Shortly after the last ice age ended, and the glaciers withdrew, the Neanderthals started to notice that the carcasses of woolly mammoths began to go bad quickly. Soon, many people were looking for an artificial way of producing cold/ice.  Finally, about 1850, using ammonia, some Americans perfected a machine to remove heat.  It only worked on a large scale, but the race to develop a smaller version was soon on.

In 1930, Frigidaire (frigid air – get it?) developed Freon™, and made lighter, safer, cheaper, home-size refrigerators possible.  The chiller-tubes (actually freezer-tubes) were wrapped around a small box at the top of the fridge, to increase the cooling area.  The cold air drifted down to chill items on lower shelves, but anything placed inside the box froze solid.

The makers soon learned to put doors on these boxes. You could put a tray of ice cubes in, but there wasn’t much more room than would take a modern cell phone.  Housewives still relied on regular trips to the butcher or grocery store.

This technology didn’t drift north into Canada very quickly. Possibly Americans felt we still had enough ice to keep us going.  My parents relied on an icebox until after 1950.  Too young to notice, I don’t know how or where we stored meat for daily meals.

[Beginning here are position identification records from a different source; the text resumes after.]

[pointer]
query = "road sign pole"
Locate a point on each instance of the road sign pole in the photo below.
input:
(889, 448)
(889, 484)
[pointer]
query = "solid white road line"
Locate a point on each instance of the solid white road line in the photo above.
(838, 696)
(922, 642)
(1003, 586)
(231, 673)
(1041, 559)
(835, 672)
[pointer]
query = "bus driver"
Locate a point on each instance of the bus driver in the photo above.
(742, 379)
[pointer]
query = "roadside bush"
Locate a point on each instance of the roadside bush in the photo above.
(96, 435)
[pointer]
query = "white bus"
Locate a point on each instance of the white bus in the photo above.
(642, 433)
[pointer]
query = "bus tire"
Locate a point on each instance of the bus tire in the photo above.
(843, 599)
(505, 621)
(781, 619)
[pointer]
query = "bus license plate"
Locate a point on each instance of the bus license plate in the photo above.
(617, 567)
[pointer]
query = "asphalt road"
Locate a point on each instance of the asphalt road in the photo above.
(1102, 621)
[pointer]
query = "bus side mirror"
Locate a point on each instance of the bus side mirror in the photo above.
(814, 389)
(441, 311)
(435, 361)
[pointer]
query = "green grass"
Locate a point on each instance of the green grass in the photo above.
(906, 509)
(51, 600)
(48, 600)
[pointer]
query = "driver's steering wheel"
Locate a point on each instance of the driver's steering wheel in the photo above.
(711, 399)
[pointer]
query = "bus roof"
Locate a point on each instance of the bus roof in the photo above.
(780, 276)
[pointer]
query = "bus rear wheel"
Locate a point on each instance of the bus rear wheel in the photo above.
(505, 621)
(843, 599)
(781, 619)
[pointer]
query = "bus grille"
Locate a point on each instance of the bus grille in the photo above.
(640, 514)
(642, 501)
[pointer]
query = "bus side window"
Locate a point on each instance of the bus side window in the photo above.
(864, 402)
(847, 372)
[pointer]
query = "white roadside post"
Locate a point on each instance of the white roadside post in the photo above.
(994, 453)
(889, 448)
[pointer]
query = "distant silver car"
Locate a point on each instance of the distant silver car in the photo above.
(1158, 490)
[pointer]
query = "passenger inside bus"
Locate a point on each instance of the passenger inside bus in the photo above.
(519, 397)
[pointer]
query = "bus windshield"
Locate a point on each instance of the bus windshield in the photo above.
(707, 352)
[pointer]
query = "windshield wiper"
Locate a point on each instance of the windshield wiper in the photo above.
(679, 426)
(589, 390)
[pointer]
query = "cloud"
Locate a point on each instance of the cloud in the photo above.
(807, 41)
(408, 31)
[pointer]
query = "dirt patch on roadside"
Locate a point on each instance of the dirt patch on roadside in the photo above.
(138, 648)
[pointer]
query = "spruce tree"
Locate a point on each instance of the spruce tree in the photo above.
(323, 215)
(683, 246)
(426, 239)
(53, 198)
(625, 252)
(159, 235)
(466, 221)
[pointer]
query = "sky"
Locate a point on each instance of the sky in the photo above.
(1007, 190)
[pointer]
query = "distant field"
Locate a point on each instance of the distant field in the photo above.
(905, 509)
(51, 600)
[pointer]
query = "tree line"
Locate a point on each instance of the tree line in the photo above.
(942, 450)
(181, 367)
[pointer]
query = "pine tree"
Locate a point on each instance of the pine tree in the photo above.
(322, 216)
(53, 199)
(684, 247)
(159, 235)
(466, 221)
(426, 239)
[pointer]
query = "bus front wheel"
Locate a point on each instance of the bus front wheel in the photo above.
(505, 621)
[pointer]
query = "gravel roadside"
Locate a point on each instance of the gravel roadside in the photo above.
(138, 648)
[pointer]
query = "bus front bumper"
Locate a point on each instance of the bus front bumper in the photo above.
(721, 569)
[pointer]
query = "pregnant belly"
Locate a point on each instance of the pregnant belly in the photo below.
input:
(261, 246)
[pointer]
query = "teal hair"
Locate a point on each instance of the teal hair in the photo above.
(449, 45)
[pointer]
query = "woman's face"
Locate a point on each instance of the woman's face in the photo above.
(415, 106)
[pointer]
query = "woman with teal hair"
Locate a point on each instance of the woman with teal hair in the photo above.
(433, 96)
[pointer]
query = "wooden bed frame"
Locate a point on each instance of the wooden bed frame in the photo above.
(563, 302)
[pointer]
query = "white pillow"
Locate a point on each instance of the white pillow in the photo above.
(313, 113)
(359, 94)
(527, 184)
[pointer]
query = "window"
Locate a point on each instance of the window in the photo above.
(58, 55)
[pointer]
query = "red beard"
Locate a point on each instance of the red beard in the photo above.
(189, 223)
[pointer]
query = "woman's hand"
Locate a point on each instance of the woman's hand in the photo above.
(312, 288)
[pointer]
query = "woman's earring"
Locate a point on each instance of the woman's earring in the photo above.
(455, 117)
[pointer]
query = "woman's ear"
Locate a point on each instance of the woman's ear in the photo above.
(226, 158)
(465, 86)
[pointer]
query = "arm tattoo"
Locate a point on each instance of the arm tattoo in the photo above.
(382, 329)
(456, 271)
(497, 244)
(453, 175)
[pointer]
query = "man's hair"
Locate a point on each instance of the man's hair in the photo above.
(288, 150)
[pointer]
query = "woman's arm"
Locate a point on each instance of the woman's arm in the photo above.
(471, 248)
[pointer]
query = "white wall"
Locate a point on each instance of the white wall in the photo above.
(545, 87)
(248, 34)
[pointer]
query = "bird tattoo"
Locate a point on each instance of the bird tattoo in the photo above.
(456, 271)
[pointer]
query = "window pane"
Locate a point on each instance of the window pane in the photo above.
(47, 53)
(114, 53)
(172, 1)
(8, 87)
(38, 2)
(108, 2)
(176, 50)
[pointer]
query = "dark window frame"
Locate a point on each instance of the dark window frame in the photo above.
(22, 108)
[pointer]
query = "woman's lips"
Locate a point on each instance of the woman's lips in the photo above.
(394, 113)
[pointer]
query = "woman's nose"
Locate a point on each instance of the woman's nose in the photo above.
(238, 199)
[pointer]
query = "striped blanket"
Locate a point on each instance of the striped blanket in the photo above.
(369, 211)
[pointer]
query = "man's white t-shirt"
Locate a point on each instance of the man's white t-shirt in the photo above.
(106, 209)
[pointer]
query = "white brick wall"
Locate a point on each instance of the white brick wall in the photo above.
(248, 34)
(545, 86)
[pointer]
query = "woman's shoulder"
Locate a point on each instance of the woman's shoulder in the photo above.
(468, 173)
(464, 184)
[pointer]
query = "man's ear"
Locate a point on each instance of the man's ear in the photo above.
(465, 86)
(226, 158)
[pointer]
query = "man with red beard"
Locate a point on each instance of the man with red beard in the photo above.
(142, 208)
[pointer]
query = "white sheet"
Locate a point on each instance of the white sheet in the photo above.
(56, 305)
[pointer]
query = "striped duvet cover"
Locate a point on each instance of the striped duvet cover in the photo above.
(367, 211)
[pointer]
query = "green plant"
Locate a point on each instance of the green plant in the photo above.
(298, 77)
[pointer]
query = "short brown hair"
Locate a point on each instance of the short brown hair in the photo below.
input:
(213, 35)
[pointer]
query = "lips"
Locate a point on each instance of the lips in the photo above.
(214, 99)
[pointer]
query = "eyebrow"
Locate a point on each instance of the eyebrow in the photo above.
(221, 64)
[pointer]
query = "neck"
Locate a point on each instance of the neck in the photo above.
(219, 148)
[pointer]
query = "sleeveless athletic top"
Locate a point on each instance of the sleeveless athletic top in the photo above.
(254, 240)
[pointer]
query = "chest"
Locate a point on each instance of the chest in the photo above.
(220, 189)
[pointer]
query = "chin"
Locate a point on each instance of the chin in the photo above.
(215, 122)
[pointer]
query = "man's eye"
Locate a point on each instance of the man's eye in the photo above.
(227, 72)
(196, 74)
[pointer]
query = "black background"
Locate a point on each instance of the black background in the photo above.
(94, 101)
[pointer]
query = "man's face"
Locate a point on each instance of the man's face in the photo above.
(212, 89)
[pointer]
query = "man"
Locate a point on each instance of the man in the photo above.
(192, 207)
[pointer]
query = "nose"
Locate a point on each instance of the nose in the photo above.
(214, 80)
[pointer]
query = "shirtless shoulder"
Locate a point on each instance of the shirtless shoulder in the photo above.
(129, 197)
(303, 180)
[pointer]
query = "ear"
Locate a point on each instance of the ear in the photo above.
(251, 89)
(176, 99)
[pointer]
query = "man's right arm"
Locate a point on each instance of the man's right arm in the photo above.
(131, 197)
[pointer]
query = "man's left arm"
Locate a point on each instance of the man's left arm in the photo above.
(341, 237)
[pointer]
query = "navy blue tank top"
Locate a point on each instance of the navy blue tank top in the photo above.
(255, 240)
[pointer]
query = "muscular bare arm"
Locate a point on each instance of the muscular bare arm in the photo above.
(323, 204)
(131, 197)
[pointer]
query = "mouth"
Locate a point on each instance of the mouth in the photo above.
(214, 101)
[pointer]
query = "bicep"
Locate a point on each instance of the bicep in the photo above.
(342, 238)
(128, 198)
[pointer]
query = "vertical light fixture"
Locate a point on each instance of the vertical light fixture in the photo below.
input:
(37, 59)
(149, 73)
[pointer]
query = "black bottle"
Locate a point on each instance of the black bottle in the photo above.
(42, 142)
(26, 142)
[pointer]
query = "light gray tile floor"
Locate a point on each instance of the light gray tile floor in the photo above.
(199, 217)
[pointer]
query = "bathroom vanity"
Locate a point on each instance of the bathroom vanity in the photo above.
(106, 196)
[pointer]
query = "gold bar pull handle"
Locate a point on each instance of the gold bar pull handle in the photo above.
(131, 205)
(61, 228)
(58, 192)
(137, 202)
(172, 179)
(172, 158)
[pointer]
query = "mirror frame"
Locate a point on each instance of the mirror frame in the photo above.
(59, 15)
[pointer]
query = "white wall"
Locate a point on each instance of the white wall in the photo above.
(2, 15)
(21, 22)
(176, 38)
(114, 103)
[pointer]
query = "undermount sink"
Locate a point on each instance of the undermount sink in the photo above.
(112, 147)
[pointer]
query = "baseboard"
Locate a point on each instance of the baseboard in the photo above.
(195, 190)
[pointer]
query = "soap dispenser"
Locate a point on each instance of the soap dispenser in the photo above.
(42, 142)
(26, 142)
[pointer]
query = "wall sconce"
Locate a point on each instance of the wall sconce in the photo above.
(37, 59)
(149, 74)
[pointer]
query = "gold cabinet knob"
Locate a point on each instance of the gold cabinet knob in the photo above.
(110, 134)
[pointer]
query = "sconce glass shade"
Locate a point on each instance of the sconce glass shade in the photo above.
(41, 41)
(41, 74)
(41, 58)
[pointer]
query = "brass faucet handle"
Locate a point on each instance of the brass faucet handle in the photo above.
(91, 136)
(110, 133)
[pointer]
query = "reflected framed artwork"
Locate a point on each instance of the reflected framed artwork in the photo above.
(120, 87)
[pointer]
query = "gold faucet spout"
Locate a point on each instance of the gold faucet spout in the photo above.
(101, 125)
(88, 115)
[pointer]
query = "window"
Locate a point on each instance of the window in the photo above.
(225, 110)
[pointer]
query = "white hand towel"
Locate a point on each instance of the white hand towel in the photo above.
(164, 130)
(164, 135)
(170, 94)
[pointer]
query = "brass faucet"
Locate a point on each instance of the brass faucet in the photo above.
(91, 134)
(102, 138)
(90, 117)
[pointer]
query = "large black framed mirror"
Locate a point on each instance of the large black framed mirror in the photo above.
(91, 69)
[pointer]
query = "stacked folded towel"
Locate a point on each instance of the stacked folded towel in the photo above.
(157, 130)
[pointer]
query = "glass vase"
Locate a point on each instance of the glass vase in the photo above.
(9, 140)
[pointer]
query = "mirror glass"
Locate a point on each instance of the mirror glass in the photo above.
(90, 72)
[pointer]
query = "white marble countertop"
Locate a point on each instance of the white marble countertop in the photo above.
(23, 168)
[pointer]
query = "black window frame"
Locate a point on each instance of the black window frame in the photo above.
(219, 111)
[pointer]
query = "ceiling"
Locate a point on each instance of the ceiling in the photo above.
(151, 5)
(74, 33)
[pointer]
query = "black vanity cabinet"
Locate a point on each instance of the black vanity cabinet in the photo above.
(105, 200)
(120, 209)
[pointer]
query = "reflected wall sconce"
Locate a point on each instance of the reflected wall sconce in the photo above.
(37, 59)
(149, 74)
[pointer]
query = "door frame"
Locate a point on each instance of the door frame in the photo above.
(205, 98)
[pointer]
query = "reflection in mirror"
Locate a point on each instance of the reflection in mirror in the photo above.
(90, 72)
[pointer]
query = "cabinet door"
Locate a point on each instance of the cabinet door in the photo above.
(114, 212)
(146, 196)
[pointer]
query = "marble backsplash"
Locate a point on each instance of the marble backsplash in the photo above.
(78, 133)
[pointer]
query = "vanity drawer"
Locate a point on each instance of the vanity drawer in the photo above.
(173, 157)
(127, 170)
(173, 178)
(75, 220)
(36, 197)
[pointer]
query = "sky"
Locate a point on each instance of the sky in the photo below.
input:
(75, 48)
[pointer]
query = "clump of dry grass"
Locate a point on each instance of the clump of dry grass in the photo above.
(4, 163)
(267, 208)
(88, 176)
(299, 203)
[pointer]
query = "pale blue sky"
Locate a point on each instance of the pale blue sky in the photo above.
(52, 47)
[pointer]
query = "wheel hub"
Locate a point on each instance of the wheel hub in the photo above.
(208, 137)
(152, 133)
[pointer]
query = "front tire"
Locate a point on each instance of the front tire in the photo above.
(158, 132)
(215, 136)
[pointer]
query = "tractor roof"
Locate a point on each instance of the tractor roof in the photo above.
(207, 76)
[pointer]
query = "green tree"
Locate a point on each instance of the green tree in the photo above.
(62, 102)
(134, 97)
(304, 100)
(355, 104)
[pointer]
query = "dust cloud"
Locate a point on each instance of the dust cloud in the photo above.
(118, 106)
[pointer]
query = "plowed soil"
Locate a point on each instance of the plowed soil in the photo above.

One of the businesses on the main street was a lumber store, with saws and planers and sanders. The little office at the front did not require the full store width.  In an attempt to increase his income, the owner had one of the big refrigeration units installed, forming a large, walk-in freezer. He installed various-sized lockers, and rented them out.

Of course, only the more well-to-do in town could afford this service – to pay for the locker, and afford to buy and have butchered, a side of beef, half a pig, or a dozen chickens. As a young child, wandering the main street, through the big front window I often saw the ‘Rich Lady’, from the other side of the tracks, entering this strange room, wearing a full fur coat – in the middle of summer.  When I asked my Father, he explained about the rented frozen food storage.

By the time I got old enough to travel to other towns and cities, and look around, refrigerators were equipped with larger freezer compartments.   Both the lumber store and the need for its freezer room had disappeared.  I am not aware of this service anywhere else, but find it difficult to believe that it was unique to my little hometown.  Have any of my (particularly older) readers seen or heard of this service elsewhere?

11 thoughts on “COOL

  1. Dan Antion says:

    The mister of our church purchased a commercial freezer, the kind with compartments for ice cream that were accessed from little doors on top. He rented out the compartments. My mother shared one with her mother. We had a large freezer in the fridge, but with the constant opening and closing to get ice cubes, nothing stayed really solid in that thing.


  2. aFrankAngle says:

    The evolution of the icebox is a good story – but rented freezer space? Wow … that was a new one for me – but it makes sense!


    • Archon's Den says:

      Just a little bit of small-town, mid-20th Century trivia that bobbed to the surface of my memory. I thought I’d share it, and see if anyone in my limited readership had seen or heard of anything like it. Rented storage spaces become more common as we accumulate too much of George Carlin’s ‘stuff,’ but rented, refrigerated storage spaces ….??! 😕

      Liked by 1 person

  3. BrainRants says:

    For a while, Dad ran the family coal and ice company in Illinois. People would buy a block of ice and place it in an icebox (hence the term for a ‘fridge) and let physics cool the food. Technology, of course, made this business pretty useless. We do have a cool collection of ice tongs, however.